To start with the strengths, there were some funny moments. They were mostly of the cringe-inducing variety, but in terms of comedies of manners, it has a few good scenes. If you were being really charitable, you could even say that it does a halfway decent job portraying one normal couple. Also, I love Jon Hamm. I can't help it. I just do. Even when he's being a shit. Maya Rudolph was more likeable than usual to me as well, and that dude who was the cop in Bridesmaids was pretty funny. Kristen Wiig, unfortunately, was  at best a wallflower, at worst a downer, for most of the movie. I guess this is because all the annoying aspects of her typical character got displaced onto Jessica Westfeldt, who was completely unbearable. Hated her in Kissing Jessica Stein, hated her in this. Her neurotic, insecure schtick makes me crazy.

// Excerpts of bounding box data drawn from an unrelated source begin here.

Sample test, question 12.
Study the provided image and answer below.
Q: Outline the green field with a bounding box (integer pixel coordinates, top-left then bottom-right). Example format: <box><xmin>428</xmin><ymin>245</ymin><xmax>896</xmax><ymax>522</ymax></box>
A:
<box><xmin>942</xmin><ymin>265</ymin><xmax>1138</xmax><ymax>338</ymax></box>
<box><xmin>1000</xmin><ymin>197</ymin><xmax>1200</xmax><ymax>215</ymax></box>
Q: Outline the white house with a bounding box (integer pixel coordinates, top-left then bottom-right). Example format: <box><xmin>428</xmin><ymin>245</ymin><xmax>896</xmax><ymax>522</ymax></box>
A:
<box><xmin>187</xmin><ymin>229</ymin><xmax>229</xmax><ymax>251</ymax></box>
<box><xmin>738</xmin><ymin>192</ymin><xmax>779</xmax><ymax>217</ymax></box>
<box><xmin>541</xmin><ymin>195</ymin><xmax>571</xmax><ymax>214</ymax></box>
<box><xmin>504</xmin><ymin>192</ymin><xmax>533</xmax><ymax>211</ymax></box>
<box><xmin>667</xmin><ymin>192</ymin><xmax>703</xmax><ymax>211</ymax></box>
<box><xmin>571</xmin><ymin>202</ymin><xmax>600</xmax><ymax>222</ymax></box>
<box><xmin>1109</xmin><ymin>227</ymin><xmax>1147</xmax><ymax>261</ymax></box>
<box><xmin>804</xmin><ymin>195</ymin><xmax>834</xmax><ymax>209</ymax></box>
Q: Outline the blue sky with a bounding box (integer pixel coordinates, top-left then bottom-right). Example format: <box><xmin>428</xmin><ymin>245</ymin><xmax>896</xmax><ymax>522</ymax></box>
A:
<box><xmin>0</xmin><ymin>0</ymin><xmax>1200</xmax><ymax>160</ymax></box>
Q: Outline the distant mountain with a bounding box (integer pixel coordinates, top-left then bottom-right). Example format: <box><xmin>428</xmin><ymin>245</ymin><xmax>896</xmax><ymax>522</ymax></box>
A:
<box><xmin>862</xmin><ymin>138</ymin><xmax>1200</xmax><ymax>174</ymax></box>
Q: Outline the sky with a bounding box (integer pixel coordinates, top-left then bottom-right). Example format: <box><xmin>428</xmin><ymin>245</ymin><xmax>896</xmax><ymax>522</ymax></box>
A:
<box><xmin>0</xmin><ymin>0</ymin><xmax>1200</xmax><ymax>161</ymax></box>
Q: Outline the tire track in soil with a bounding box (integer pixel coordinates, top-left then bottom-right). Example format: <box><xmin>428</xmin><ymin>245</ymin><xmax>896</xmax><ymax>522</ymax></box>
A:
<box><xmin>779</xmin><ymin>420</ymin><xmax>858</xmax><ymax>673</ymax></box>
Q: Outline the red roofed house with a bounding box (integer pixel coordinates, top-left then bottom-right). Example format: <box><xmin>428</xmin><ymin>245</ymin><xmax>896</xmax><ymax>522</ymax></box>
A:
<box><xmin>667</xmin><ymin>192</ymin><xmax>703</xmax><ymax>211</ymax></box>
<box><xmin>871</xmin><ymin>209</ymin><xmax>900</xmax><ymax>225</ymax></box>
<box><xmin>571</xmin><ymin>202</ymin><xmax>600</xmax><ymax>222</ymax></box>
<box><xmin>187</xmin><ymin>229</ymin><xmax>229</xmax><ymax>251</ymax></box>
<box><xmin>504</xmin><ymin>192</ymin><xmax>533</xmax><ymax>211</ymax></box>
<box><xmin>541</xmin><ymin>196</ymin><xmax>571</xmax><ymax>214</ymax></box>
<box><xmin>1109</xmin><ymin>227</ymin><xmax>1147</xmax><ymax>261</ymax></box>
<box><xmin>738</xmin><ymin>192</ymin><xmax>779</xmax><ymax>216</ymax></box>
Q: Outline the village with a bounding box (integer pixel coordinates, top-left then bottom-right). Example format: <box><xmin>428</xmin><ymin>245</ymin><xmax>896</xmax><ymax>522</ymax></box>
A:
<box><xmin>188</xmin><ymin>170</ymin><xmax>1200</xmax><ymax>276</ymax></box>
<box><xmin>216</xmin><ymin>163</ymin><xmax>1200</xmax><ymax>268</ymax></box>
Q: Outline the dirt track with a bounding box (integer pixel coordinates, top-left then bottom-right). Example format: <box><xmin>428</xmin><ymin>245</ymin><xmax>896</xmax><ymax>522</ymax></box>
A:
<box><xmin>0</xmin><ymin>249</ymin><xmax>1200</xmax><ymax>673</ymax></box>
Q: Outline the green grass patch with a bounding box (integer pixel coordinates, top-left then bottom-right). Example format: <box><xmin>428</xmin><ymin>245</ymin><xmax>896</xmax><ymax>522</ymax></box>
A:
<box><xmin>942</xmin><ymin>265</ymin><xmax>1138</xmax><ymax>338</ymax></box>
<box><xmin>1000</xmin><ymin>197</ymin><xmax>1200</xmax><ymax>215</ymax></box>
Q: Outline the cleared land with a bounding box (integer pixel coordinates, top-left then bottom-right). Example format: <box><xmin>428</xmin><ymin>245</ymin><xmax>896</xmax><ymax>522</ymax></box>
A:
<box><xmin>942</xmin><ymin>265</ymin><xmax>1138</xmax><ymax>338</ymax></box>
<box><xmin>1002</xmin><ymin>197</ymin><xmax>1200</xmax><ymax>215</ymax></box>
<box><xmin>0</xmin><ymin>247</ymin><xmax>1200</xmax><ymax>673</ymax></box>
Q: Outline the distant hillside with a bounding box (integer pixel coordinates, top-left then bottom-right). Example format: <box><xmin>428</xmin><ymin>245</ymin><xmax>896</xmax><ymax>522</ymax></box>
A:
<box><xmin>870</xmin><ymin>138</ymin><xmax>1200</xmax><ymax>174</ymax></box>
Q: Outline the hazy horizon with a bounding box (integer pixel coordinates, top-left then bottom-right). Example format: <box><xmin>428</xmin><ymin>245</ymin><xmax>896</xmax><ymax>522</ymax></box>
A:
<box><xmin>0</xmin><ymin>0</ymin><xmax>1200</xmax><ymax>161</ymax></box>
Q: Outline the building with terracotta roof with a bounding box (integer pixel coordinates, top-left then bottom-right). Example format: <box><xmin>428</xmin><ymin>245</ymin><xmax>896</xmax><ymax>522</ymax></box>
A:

The plot of this movie has exactly the same problems Kissing Jessica Stein did, namely, it takes an interesting and complex issue that is in some ways topical and imagines two unbelievably narcissistic characters who have no concept of complexity negotiating the problem. At first everything seems great, as if the world really were as simplistic as they had thought, but then over the course of the movie they come to realize that actually they were all wrong and the most conservative and stodgy line of reasoning is actually the correct one, thus seemingly solving the problem altogether, but actually just denying that it exists. Way to go.

I generally don't like Hollywood romance. But this one was interminable. By the last half hour, my friend and I were pleading with the screen for the torture to end ("Can't we just montage our way out of this?"). You know how it's gonna end, you just wish they'd hurry up and get there. And actually, for a movie that spans 6 years, they actually barrel through the basics pretty quickly, choosing to report on major plot points rather than actually depict them.

Overall - ugh. Mindless fun is not very fun.